The traditionalist SSPX does not want to reconcile with the Pope at any price

The process of reconciliation between the Vatican and the SSPX enters a crucial phase. Three years ago, it emerged with the lifting of the excommunication of its four bishops in the headlines because one of them, British Bishop Williamson had denied the Holocaust. Now, it may be soon decided whether the attempt of the Pope to bring the ultra-conservative Catholics in the boat are successful, or whether there will be a definitive expulsion of the rebels of the full communion of the Roman Catholic Church. Her Superior General, Bishop Bernard Fellay, said in America that the latest proposal of Rome is unacceptable [Rorate note: this was not what Fellay said, but an outright deception planted by malicious Italian Vaticanists, as we said on the same day the sermon was publihed.] For Father Franz Schmidberger, the District Superior of the SSPX in Germany, matters do not sound so definitive. Paul Badde spoke with him.
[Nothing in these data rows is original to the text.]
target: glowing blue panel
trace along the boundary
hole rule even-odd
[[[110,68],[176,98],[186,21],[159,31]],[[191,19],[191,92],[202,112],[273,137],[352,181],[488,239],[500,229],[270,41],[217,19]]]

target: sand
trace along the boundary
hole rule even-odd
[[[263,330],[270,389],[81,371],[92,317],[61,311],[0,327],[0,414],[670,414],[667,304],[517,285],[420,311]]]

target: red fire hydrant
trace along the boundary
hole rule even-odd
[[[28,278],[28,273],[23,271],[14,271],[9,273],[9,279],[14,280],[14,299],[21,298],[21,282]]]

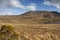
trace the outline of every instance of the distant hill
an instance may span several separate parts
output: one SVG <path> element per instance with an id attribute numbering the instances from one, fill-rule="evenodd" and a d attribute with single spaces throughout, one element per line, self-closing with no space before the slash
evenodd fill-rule
<path id="1" fill-rule="evenodd" d="M 0 22 L 11 23 L 58 23 L 60 13 L 56 11 L 29 11 L 21 15 L 0 16 Z"/>
<path id="2" fill-rule="evenodd" d="M 30 11 L 22 14 L 23 17 L 60 17 L 60 13 L 55 11 Z"/>

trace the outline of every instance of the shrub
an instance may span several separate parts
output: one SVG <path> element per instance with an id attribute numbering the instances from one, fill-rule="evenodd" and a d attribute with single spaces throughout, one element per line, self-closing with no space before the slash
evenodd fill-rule
<path id="1" fill-rule="evenodd" d="M 18 34 L 11 25 L 3 25 L 0 30 L 0 40 L 18 40 Z"/>

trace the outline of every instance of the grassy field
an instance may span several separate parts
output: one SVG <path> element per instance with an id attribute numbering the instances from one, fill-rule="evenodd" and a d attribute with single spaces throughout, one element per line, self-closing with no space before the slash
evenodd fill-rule
<path id="1" fill-rule="evenodd" d="M 60 24 L 0 23 L 2 25 L 12 25 L 19 40 L 60 40 Z"/>

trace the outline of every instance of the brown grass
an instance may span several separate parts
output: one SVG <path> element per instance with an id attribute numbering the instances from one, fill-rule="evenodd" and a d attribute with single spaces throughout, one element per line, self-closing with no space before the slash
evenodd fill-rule
<path id="1" fill-rule="evenodd" d="M 60 24 L 0 23 L 2 25 L 12 25 L 21 40 L 60 40 Z"/>

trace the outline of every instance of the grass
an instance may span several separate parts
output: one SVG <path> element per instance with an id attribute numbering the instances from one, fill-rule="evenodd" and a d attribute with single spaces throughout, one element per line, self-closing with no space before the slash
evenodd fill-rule
<path id="1" fill-rule="evenodd" d="M 60 40 L 60 24 L 0 23 L 2 25 L 12 25 L 22 40 Z"/>
<path id="2" fill-rule="evenodd" d="M 18 34 L 10 25 L 2 25 L 0 29 L 0 40 L 18 40 Z"/>

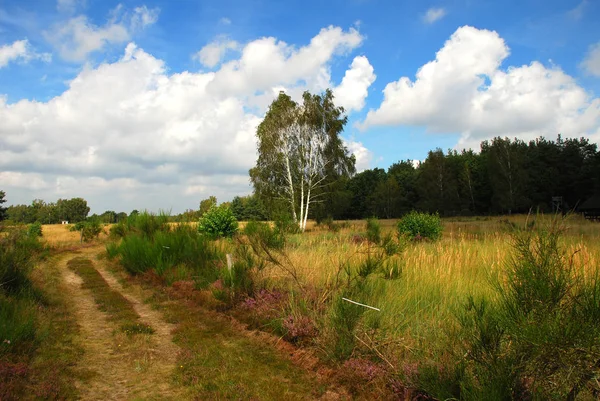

Die Welt: In Rome there are increasing signs that a full reconciliation with the SSPX may at last take place, and that they should soon have its own personal prelature, which is not unlike the status of Opus Dei. It is also mentioned, however, that negotiations between the Vatican and the SSPX have failed. Can you clarify it?

Father Franz Schmidberger: On September 14, 2011, Cardinal Levada presented Bishop Fellay, our Superior General, with a "doctrinal preamble", whose acceptance is the condition for a canonical recognition of the SSPX. We consulted extensively on the text and came to the conclusion that it was not acceptable. Finally, I myself, on December 1, brought the response of the Superior General to Rome, and, at a Roman request, he delivered a clarification of that response. Now we wait with great anticipation the response of the Congregation for the Doctrine of the Faith.